And there was golf on Saturday. Some impressive golf, actually.

Tom Hoge went around Waialae in 64 shots to unseat Brian Harman, the most consistent player on the Tour this season with four top-10 finishes in four starts, atop the leaderboard; as did Patton Kizzire, who is tied with Harman at 15 under and a stroke off the lead.

Harman will go into a Tour Sunday in contention for the second consecutive week, having lost to a dominant Dustin Johnson to start the year at the Sentry Tournament of Champions; while Hoge, who was bogey-free on Saturday and finished his day with back-to-back birdies, will sleep on his first 54-hole lead on Tour.

That’s if he’s able to sleep at all after one of the most surreal days in recent memory.

Spieth, who endured another non-Spieth-like putting round (31 putts), spent the day reminding his caddie, “at least we’re alive, which isn’t really funny.”

No, it wasn’t funny, but it was eye opening.
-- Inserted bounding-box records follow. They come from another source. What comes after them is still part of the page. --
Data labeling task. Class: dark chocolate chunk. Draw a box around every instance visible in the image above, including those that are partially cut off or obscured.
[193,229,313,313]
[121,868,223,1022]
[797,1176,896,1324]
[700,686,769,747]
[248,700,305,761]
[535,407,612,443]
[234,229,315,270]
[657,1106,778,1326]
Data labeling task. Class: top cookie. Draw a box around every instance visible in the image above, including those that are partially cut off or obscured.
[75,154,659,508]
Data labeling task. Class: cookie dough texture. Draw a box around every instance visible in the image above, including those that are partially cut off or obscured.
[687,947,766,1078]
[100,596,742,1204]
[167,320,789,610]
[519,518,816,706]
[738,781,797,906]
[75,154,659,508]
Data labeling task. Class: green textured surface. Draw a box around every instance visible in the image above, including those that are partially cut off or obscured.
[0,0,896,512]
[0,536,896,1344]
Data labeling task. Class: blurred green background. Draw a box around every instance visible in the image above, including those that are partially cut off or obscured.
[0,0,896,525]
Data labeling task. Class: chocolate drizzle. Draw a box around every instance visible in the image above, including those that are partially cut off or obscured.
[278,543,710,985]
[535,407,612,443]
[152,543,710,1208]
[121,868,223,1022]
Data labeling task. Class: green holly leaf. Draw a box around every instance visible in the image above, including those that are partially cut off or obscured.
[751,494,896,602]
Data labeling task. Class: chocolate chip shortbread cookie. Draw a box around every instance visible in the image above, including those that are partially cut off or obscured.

It’s rare when the outside world invades the polished confines of golf, but on Saturday those realities came in from all directions and were impossible to ignore or forget.

“I kept thinking to myself, this can’t be real,” Howell said of the text alert. “But then I kept thinking maybe it’s sign of the world we live in. It could be real.”

Thankfully, it wasn’t real, but for 38 tense minutes it certainly felt real enough.